IRIS: Inverse Rendering of Indoor Scenes from Low Dynamic Range Images
- URL: http://arxiv.org/abs/2401.12977v1
- Date: Tue, 23 Jan 2024 18:59:56 GMT
- Title: IRIS: Inverse Rendering of Indoor Scenes from Low Dynamic Range Images
- Authors: Zhi-Hao Lin, Jia-Bin Huang, Zhengqin Li, Zhao Dong, Christian
Richardt, Tuotuo Li, Michael Zollh\"ofer, Johannes Kopf, Shenlong Wang,
Changil Kim
- Abstract summary: We present a method that recovers the physically based material properties and lighting of a scene from multi-view, low-dynamic-range (LDR) images.
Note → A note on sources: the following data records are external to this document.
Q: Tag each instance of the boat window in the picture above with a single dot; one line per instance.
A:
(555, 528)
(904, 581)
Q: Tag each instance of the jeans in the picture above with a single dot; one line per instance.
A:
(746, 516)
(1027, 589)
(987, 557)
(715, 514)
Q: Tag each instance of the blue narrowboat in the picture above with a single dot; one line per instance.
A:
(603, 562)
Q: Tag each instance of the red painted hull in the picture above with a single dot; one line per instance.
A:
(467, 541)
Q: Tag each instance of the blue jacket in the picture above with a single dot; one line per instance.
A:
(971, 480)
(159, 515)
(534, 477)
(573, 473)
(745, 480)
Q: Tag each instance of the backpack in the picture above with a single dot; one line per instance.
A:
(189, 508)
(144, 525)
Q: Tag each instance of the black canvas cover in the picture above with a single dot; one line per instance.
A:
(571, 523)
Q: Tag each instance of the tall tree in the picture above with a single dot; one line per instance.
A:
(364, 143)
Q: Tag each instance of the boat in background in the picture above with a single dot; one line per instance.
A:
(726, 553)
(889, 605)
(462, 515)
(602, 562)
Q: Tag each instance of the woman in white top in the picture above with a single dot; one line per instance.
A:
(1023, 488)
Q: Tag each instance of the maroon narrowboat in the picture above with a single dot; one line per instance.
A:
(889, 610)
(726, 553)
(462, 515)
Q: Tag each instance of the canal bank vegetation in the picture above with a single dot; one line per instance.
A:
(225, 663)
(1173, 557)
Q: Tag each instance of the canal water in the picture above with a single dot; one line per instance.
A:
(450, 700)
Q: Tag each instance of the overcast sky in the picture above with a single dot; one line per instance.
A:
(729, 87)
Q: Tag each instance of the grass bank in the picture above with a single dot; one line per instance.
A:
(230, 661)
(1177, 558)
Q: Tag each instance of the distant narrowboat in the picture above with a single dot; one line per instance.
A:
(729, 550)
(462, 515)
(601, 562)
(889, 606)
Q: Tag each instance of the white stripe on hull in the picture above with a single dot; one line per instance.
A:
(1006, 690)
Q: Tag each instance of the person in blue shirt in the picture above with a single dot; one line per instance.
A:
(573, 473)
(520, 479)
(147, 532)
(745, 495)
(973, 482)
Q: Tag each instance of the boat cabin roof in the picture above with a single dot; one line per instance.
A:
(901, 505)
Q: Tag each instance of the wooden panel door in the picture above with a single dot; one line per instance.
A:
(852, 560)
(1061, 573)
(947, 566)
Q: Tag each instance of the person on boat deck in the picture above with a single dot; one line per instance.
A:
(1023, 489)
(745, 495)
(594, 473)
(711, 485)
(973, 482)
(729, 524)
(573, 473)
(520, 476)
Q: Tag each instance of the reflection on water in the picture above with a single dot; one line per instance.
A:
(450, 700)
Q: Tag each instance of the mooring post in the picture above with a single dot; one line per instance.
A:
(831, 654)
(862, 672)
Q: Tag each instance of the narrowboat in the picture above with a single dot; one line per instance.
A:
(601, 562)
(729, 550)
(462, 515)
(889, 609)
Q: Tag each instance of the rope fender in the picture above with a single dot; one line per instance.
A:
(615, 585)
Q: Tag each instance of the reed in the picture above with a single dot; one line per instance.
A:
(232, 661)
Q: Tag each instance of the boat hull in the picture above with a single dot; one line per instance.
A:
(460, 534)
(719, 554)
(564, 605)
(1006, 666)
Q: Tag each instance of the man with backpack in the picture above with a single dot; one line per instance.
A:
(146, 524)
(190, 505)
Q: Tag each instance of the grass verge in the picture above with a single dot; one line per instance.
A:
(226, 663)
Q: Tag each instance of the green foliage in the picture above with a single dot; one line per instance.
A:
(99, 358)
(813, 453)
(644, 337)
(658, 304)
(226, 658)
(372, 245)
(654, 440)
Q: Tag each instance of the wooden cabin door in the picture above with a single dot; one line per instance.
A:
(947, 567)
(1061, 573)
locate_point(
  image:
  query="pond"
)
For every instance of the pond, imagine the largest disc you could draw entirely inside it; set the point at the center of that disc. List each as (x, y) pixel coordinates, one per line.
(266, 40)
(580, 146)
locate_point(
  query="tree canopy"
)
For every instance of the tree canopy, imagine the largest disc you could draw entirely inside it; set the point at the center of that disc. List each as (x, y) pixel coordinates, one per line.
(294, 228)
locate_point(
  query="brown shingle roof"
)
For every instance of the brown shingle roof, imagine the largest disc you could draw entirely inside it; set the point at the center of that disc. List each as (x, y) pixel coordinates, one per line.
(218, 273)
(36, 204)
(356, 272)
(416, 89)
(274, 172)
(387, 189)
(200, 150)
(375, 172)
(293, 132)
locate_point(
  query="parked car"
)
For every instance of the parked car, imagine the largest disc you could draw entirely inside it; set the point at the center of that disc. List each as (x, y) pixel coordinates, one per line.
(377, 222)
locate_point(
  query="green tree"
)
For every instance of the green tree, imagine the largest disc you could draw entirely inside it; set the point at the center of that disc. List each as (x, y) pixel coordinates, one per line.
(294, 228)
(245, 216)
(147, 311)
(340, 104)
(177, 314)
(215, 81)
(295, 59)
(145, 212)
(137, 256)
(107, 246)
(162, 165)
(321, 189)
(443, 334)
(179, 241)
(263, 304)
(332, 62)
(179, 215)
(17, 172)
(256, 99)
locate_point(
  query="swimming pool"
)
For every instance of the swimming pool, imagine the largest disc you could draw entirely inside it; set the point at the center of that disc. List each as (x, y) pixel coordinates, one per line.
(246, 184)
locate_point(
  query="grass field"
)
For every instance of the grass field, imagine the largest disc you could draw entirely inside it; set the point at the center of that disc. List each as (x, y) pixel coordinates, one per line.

Our method outperforms existing methods taking LDR images as input, and allows for highly realistic relighting and object insertion.
- Score: 32.83096814910201
- License: http://creativecommons.org/licenses/by/4.0/
- Abstract: While numerous 3D reconstruction and novel-view synthesis methods allow for
photorealistic rendering of a scene from multi-view images easily captured with
consumer cameras, they bake illumination in their representations and fall
short of supporting advanced applications like material editing, relighting,
and virtual object insertion. The reconstruction of physically based material
properties and lighting via inverse rendering promises to enable such
applications.
However, most inverse rendering techniques require high dynamic range (HDR)
images as input, a setting that is inaccessible to most users. We present a
method that recovers the physically based material properties and
spatially-varying HDR lighting of a scene from multi-view, low-dynamic-range
(LDR) images. We model the LDR image formation process in our inverse rendering
pipeline and propose a novel optimization strategy for material, lighting, and
a camera response model. We evaluate our approach with synthetic and real
scenes compared to the state-of-the-art inverse rendering methods that take
either LDR or HDR input. Our method outperforms existing methods taking LDR
images as input, and allows for highly realistic relighting and object
insertion.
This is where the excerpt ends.